There is definitely a market gap for devices like the old The Psion 5MX. i.e. A ultra-mobile device with a really satisfying keyboard experience.

I would pay for 2021 internals and screen in a G1 (first flippy android) shaped package. Or Psion - though I found thumb typing much easier on a 3 series rather than 5.

No love for the GUI on the Symbolics Lisp Machine?

No Apollo or SunView or NeWS either. No desqview. Quite a few important omissions

None of the Lisp GUIs seems to be represented, but at least they got the PERQ.

In the Mother of All Demos[1], Engelbart's 5-key contraption is a "chorded keyboard," an idea that resurfaces from time to time. Engelbart also talked about UI for trained adults vs the kind of GUI we are used to today, designed for children. The difference in design based on intended use both in the mechanical inputs and in the display are incredibly important. One would hope that similar ideas shape designs today.

There is no mention of PLATO[2] whatsoever.

And I stopped scanning. Maybe this is intended as a "personal history" of GUIs, but otherwise, it's lacking.

[1] https://invention.si.edu/mother-all-demos

[2] https://en.wikipedia.org/wiki/PLATO_(computer_system)

I'm not sure I'd call PLATO a GUI. You could implement GUIs with PLATO terminals, but I don't think anything like that was ever done. The same goes for the Tektronix DVST terminals - one could have written a simple GUI for them, but I don't think that was ever done. I'm not quite sure what can be called a GUI - does it need to be something that's not tied to a specific application? Would AutoCAD be a GUI? Does a GUI require the concept of windows? Does an iPhone have a GUI?

I thought of it as either a good start or shooting for concision.

Since we're all recommending things for inclusion, I think some nod to the new breed of tiling Window Managers like i3 might be good. By dispensing with the desktop metaphor and de-emphasizing the mouse I think they're a significant departure (to me they are a little like the expert UIs mentioned by Engelbart).

That page you linked for the Mother of All Demos is a nice jumping off point.

Absent a good definition of what a GUI is, I'm unsure a list like this could ever aspire to be complete. Does a GUI need to allow you to launch a program? Did Quattro Pro for DOS had a GUI?

you might enjoy In The Beginning Was The Command Line by Neil Stephenson. Author of Diamond Age and Snowcrash.

Funny how the early Windows OS did not even use a graphics mode but used ascii symbols to render windows.

Windows always ran in graphical mode AFAICT[1], it’s just that the system font was monospace (Fixedsys), as every 3.x porting guide and even Petzold ≤ 5th ed. mentions. Apparently IBM’s TopView (released in 1985, same as Windows 1.0) was a text-mode windowing environment with preemptive(!) multitasking, but I can’t find much about it (seems that it was designed to run existing DOS applications, thus didn’t do virtual memory and ended up too memory-hungry for the time?).

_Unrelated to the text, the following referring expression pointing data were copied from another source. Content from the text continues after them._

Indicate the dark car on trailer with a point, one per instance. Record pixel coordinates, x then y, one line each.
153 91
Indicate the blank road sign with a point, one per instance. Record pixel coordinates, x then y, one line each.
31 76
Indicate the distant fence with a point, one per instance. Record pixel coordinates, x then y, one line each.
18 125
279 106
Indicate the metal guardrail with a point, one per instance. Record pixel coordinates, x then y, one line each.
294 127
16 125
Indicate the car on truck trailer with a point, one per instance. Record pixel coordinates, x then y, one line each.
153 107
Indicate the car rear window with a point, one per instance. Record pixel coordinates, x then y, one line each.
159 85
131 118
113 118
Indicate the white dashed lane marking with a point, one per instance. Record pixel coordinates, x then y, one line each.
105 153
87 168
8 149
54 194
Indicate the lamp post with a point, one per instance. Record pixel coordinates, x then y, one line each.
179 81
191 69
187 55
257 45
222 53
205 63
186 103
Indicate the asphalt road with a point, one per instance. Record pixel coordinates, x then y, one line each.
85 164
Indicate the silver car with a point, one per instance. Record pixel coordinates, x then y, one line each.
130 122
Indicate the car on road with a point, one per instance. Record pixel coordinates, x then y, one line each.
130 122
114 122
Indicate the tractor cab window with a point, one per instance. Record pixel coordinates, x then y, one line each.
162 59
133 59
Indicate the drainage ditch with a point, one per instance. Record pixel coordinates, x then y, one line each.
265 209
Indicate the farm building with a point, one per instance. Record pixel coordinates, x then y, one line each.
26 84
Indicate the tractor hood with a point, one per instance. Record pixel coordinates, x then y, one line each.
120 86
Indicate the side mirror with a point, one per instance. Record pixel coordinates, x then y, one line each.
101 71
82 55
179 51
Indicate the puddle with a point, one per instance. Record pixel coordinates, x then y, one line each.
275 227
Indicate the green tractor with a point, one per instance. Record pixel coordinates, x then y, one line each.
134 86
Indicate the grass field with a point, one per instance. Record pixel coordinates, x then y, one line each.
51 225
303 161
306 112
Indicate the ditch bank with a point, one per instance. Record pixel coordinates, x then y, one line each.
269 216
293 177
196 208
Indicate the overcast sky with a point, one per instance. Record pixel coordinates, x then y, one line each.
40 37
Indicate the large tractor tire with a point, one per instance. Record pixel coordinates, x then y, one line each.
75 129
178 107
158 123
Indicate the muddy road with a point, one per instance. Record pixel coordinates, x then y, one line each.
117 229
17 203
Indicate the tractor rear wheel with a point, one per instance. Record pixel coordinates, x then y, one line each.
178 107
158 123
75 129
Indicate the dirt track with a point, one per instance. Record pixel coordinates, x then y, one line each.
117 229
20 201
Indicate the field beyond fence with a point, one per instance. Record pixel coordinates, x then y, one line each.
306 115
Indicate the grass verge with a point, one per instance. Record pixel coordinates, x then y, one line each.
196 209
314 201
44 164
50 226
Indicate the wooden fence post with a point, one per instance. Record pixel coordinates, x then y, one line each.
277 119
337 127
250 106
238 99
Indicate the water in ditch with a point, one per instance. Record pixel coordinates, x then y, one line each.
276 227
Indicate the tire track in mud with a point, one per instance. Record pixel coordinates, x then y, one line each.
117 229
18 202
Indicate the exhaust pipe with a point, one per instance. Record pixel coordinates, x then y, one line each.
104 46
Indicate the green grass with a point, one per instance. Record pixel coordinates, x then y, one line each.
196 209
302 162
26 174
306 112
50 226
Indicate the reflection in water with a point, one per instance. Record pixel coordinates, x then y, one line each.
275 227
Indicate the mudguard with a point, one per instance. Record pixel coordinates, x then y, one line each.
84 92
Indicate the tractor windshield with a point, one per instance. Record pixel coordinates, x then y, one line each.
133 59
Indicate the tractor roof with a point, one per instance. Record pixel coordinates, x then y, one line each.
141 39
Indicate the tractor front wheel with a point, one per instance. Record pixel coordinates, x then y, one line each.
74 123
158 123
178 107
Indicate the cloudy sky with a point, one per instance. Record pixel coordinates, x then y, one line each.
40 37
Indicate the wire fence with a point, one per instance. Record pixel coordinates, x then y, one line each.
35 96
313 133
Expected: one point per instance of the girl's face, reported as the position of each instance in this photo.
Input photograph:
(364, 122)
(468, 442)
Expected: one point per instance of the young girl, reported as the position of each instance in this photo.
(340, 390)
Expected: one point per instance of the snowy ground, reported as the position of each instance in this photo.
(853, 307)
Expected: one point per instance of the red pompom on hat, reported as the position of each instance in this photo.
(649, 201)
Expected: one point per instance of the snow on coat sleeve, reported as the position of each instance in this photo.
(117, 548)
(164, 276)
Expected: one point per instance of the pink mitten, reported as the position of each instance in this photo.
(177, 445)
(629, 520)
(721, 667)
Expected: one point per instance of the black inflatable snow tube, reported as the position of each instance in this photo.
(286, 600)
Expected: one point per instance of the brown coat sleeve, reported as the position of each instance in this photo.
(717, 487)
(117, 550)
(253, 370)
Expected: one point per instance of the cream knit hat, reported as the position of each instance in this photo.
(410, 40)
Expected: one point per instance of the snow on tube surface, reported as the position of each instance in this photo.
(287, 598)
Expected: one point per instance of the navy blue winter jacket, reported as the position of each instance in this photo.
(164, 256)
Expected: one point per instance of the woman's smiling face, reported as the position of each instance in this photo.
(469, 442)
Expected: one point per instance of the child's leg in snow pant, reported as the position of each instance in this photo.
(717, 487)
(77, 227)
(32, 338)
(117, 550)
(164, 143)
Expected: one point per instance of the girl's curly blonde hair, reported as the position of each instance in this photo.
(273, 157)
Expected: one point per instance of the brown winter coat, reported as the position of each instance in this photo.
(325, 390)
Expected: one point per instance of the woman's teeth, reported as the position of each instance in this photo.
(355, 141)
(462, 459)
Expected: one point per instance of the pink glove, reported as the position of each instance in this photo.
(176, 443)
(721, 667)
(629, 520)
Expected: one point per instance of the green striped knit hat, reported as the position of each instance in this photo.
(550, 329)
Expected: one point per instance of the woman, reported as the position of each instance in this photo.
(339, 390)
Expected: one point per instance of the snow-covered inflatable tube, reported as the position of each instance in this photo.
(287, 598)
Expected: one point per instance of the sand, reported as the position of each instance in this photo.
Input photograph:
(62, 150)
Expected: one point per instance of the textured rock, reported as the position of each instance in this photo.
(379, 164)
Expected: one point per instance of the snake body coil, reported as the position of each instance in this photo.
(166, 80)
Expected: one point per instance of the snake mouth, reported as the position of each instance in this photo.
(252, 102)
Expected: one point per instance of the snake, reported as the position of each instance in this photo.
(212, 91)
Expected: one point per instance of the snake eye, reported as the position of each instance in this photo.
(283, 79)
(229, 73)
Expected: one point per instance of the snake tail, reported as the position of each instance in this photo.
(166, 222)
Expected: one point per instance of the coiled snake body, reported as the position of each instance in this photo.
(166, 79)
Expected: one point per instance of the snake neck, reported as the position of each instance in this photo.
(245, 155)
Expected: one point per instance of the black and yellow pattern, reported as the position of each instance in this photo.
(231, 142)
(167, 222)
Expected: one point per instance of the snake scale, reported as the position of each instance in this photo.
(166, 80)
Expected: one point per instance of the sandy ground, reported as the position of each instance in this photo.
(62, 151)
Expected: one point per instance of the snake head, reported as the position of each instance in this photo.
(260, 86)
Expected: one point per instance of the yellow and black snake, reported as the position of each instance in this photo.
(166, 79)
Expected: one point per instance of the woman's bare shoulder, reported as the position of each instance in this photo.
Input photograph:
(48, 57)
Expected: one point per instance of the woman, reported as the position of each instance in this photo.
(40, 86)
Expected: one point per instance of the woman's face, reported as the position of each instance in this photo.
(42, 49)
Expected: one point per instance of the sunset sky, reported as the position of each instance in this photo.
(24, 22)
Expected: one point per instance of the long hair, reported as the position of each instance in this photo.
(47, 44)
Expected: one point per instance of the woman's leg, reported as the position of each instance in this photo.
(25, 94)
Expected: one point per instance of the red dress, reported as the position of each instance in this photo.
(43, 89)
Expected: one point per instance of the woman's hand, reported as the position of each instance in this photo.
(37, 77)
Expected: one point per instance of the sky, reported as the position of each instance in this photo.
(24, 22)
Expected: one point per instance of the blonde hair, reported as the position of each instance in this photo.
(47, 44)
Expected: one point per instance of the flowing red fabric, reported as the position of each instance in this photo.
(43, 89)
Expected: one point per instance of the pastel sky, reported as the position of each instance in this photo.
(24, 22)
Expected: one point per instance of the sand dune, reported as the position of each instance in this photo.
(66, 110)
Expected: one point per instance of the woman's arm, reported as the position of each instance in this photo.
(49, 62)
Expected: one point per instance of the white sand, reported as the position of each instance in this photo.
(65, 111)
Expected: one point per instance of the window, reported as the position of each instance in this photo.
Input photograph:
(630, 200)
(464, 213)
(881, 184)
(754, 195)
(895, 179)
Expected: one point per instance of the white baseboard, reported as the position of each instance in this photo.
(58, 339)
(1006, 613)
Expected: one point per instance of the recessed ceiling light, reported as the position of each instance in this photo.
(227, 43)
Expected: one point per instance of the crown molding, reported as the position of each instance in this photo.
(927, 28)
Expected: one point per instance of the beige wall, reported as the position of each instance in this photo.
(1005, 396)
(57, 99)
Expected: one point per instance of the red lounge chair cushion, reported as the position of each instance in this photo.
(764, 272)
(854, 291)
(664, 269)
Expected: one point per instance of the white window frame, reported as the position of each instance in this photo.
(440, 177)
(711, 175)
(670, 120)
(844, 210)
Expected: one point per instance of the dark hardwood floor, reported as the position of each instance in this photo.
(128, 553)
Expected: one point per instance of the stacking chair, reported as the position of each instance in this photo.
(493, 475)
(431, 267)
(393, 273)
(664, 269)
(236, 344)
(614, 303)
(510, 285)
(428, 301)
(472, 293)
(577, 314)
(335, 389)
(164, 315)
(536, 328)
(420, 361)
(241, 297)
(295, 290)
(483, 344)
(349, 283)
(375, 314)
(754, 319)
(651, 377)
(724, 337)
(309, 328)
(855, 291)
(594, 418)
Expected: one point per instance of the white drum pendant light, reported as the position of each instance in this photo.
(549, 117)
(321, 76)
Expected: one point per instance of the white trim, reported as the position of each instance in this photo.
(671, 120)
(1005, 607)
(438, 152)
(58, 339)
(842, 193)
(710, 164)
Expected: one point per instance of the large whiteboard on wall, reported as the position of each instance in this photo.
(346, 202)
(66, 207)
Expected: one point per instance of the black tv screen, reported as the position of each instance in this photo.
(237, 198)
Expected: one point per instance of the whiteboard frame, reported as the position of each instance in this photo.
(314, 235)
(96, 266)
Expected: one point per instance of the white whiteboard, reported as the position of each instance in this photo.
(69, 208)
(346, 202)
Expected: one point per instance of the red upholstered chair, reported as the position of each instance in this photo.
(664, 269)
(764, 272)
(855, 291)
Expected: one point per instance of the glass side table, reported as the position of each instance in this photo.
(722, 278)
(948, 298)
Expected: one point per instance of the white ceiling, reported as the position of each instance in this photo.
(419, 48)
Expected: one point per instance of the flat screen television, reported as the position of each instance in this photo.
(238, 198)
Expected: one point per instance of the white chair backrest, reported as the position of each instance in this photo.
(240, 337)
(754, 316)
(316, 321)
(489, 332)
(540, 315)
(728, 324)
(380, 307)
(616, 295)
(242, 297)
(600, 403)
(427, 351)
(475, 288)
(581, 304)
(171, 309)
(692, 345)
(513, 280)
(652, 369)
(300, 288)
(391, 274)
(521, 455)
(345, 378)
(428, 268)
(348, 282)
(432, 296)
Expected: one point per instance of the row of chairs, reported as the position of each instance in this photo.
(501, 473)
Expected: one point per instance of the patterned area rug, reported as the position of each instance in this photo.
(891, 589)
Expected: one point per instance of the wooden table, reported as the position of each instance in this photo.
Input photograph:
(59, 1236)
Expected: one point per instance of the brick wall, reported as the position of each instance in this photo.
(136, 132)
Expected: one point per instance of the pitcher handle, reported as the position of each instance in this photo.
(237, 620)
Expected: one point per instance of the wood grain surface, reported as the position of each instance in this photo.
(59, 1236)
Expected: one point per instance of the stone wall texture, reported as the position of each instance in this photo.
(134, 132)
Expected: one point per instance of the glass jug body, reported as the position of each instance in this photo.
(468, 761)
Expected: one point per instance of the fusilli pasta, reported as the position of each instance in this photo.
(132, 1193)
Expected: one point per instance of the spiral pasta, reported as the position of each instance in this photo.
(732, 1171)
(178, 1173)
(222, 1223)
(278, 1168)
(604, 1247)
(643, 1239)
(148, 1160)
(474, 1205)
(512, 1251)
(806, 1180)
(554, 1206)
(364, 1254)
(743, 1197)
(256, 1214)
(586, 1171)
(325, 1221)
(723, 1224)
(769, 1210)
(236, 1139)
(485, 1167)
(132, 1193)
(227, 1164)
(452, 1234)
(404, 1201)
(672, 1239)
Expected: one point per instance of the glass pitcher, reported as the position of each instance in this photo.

[1] See, e.g., http://toastytech.com/guis/win1x2x.html

And ASCII is a 7-bit code. There is no provision for line drawing characters. People often confuse ASCII with the PC's character ROM, but ASCII is a different animal.

It looks like a graphics mode to me (https://guidebookgallery.org/screenshots/win101) when looking a the icons that are displayed (the pencil icon at that link especially), even while the windows look like they are done with ascii characters.

[EDIT: Also, buttons had rounded corners. HTH did Apple get a design patent on rounded corners?]

You are right. Guess i did not look close enough..

I always thought that windows 1.0 was ugly, maube because i've seen black and white screenshots. But this looks good compared to windows 10.

Windows 10 sniping aside, Raymond Chen commented on the flat-3D-flat fashion cycle in the Windows UI back in 2004[1], though the motivation for the current iteration is probably better explained by its authors[2]. I can’t even say I disagree with their points, it’s just that the result kind of sucks.

(Anything is better than the 4-colour-CGA Windows ≤ 3.x interface, though.)